Si bien es una producción periodística de opinión y que representa abiertamente el punto de vista de sus realizadores, el análisis y la investigación van por encima de los juicios de valor en los que se suele caer en este tipo de producciones.  El programa le ha dado luz a rostros anónimos. Ha entrado en casa de las víctimas del conflicto colombiano y les ha dado la oportunidad  para que relaten su historia. El programa, incluso, goza de los matices, ya que cuenta con las versiones de fuentes oficiales, opositoras, las escalofriantes confesiones de los victimarios, además de analistas e intelectuales.

Y aunque en algunas ocasiones no cuentan con una edición ideal -los subtítulos omiten detalles como la falta de signos de puntuación- y su posición editorial sea más que evidente, la profundidad, las imágenes y la confrontación de fuentes sustentan la tesis establecida al inicio de cada emisión. Deja, a su vez, abiertas algunas preguntas indispensables para que el país reflexione y  abra el debate. 

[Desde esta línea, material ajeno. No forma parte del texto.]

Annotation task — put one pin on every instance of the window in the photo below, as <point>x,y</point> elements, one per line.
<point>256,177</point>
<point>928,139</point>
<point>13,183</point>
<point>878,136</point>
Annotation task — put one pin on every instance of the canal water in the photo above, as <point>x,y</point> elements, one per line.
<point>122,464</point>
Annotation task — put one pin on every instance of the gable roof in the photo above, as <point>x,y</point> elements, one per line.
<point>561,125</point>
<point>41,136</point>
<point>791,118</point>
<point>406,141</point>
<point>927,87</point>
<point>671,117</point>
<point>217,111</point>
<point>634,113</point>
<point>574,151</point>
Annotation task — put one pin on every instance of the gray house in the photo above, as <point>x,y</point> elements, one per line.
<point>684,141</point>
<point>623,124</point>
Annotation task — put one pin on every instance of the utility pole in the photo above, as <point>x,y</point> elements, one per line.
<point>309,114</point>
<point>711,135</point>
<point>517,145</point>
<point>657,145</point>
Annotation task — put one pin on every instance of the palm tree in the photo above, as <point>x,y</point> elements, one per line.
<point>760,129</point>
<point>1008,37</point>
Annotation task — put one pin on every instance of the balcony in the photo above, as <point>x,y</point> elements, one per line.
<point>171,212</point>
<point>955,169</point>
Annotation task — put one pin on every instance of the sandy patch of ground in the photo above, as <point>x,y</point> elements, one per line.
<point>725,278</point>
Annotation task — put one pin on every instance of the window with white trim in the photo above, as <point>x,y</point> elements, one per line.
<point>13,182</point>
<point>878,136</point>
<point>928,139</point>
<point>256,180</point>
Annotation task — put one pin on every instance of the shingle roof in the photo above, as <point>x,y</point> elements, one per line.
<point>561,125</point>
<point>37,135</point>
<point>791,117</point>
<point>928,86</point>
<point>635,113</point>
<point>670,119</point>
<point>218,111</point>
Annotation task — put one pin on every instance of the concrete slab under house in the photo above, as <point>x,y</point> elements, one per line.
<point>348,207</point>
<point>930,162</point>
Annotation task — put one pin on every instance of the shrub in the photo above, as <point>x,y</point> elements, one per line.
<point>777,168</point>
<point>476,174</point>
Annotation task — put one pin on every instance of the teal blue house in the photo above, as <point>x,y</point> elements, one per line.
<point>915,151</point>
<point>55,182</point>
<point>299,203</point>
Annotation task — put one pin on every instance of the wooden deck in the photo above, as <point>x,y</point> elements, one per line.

Sin embargo, cuando algún periodista ofrece un programa de este calibre, lamentablemente,  no tardan en llover diatribas y amenazas en su contra. Al acordarse de la voz de la comunidad,  capturar imágenes del conflicto, diferentes de las de archivo y llegar a sitios inaccesibles, Morris se fue convirtiendo en una piedra en el zapato para algunos que creían tener dominada a la audiencia.

Su labor, un claro ejemplo para el futuro del periodismo en Colombia, está extinto y corre peligro. Por eso cada vez que se da otra interpretación de la realidad caen encima todos aquellos que ven amenazados sus intereses. Temen, y lo demuestran por medio de sus intimidaciones, que alguien cuestione los formatos cuadriculados de los noticieros tradicionales.

Algunos deben estar dichosos porque desde hace dos semanas Contravía no se transmite. Afortunadamente no fue gracias a los mecanismos violentos que pretendieron silenciarlo en reiteradas ocasiones, que siempre terminaban con el exilio de Morris. La verdadera razón se debió a la falta de financiación –antes hecha por las ONG europeas- y por eso sus productores tuvieron que cancelar la realización.

Extrañaré esa media hora a la semana que se le dedicó a la investigación y al desempeño. Echaré de menos esperar a que acabe una tanda de programas esquematizados para darme el lujo de escapar hacia la independencia y sentir un enorme alivio con una mirada en contravía.